What about when those things aren’t the problem? Well she may just not like that. I never force her to eat anything, but I strongly persuade her and lead her to try it for the first few times. I can tell if she genuinely doesn’t like the food and I don’t push it at that point. But like I said before, kids are testing their power all the time; so they’re very eager to say no. I don’t yell, I don’t threaten, I just observe and adjust.
This leads me to one of the harder techniques I use to feed Claire. From time to time she’ll wake up from a nap and she’ll say no to everything we offer. Chicken, fruit, rice, veggies, soup. Every offer gets denied with a quick sharp nah! — she picked this tone and saying from grandma.

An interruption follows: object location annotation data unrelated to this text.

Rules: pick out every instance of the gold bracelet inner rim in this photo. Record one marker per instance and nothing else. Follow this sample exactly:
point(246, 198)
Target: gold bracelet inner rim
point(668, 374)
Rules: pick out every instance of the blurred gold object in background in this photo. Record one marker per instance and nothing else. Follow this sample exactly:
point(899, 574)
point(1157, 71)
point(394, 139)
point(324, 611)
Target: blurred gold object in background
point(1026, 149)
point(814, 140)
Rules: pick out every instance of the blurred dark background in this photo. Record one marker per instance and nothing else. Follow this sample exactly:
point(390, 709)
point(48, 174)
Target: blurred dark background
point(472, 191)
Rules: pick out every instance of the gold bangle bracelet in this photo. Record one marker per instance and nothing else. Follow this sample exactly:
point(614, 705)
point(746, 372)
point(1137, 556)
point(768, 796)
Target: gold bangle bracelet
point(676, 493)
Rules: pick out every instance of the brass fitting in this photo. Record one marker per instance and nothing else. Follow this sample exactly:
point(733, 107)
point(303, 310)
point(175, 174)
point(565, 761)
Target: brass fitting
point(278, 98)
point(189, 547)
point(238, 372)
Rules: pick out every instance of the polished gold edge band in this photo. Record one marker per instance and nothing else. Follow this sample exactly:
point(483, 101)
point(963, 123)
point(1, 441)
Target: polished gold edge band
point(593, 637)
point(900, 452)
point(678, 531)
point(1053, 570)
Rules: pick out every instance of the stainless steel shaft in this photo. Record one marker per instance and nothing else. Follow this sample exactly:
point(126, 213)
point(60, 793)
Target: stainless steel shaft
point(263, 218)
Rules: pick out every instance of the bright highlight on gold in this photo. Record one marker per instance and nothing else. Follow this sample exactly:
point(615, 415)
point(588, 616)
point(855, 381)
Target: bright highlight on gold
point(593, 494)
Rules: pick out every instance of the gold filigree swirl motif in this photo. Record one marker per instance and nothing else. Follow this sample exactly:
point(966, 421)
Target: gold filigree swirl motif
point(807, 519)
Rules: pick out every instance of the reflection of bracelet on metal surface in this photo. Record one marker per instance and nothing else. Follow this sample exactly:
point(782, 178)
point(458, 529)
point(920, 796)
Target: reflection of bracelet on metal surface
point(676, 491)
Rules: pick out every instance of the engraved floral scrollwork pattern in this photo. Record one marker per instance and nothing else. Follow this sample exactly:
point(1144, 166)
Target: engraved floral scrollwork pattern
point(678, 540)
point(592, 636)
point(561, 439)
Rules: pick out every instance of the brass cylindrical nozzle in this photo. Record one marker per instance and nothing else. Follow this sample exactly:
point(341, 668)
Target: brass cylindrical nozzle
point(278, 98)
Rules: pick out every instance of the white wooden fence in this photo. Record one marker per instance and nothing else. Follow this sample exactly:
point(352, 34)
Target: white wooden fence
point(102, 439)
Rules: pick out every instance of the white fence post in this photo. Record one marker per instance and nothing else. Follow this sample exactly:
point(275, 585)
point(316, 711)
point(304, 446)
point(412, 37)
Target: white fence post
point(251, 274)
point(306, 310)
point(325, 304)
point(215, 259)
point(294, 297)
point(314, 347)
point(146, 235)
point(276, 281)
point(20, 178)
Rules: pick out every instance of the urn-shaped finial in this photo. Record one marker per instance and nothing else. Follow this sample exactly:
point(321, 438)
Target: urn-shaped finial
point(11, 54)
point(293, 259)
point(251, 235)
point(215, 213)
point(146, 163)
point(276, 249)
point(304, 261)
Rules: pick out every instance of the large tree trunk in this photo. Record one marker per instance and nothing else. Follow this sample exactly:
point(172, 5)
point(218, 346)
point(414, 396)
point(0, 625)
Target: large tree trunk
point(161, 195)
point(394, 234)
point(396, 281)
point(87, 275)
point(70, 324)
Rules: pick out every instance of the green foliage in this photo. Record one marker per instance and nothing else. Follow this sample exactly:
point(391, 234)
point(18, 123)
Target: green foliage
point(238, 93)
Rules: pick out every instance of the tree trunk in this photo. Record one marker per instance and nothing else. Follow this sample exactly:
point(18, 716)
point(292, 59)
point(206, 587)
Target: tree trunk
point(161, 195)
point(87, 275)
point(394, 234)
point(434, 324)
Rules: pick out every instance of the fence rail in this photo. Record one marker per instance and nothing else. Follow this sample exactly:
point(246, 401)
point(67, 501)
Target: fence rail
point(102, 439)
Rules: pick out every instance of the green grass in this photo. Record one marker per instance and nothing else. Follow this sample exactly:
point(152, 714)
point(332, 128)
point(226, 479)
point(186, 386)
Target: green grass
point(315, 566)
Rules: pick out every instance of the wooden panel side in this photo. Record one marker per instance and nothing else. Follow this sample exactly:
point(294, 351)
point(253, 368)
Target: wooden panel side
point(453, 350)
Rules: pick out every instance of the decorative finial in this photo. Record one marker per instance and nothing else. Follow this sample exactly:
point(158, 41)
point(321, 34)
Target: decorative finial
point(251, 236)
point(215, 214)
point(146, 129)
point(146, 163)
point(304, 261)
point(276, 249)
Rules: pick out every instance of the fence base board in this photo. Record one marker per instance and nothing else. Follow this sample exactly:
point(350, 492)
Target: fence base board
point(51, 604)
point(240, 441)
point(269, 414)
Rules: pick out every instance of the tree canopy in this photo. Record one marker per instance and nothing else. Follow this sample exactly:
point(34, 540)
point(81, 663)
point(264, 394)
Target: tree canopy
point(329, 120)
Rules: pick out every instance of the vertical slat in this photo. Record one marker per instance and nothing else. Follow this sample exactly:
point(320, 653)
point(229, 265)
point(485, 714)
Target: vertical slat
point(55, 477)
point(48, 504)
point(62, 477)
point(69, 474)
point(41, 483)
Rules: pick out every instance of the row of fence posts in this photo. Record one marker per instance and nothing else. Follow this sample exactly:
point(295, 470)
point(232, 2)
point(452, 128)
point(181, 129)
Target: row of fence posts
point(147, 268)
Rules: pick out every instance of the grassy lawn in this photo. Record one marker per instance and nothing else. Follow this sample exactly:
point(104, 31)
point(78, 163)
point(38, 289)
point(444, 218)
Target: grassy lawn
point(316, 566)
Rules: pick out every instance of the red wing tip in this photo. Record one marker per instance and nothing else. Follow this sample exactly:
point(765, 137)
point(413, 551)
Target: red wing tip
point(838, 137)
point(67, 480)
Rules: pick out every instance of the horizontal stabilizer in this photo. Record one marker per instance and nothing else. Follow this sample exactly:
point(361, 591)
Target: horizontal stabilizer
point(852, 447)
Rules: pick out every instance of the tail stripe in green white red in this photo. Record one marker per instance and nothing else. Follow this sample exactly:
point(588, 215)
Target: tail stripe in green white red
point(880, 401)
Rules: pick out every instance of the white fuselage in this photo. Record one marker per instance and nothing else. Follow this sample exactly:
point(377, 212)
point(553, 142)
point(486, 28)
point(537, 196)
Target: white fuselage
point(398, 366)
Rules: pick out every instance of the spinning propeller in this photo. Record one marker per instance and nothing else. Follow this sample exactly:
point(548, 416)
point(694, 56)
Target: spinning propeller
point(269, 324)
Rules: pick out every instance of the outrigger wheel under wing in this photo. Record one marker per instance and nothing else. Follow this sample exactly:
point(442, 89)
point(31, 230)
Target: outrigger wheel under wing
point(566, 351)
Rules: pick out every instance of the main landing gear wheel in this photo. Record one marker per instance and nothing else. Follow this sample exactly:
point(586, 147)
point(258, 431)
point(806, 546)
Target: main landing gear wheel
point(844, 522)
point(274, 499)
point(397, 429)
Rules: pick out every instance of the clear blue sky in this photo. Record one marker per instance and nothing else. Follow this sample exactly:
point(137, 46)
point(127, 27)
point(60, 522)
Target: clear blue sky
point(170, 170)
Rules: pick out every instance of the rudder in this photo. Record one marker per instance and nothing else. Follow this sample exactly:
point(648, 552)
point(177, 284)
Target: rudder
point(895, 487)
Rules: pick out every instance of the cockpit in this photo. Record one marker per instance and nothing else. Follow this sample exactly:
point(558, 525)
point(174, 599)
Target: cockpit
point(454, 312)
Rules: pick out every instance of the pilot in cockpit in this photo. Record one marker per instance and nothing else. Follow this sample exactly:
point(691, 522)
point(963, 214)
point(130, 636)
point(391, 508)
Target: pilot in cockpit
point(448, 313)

It gets frustrating because we know she needs to eat but she doesn’t understand it.
This is a hard technique to master because you need to really look into your child’s behavior and understand the whole picture. Not just that minute or moment, but the past few hours and past few days. If all is well but she won’t eat then I try what I’ll tell you next.
She may be fuzzy, she may be cranky or teary or even defiant. When this happens, I give her one of her favorite limited treats. It could be an organic snack, it could be a small cup of warm chocolate milk. In some cases it could be a cookie or a chip. It’s a small bite, if it were you or me at a restaurant, this is the two or three bites you would get if you ordered an appetizer for your dinner party. Small, easy, but tasty and enticing.
At first glance it may seem that I’m “giving in” to her whims and tantrums but I’m not. I understand that if she’s being unreasonable about her food, there’s probably something else bothering her. More likely than not, after a long nap or long play date she is hungry beyond understanding hunger.
This small snack or treat will raise her blood sugar, curtail a bit of the hunger and put her at ease. 10 to 15 minutes after that, she will eat her lunch or dinner without fuss. The snack acts as a catalyst.
The best way to set up good eating habits is to make the eating habits an intricate part of your life with your kid. Sit down to eat at the same time with them. Try to feed them the same things you eat; they want to be part of it and they notice when you give them something different. Although they can’t express it, their little minds are wondering why you have one type of food when you’re giving them something different.
I also include Claire in grocery shopping trips and cooking the food (see this post). This gets her more involved and gets her to understand that she made what she’s about to eat. She helped pick it out of the shelves at the store, she helped mix it at home and now she’s going to enjoy it. In case you didn’t visit that link yet, the video below shows you how she I involve Claire even with grocery shopping.
Food isn’t just about nutrition, food is about family and bonding. Your kid doesn’t understand that an apple has more nutrition than a tortilla chip. All they understand is that they like it, it fills them up and it feels nice and they crave sharing that experience with you. They want to know how your react to it, how you act with it, why you eat it and they want to just learn. Involve your kids in their meals and make them fun. Try to make that a central focus of all your meals and you should have no problem feeding your child.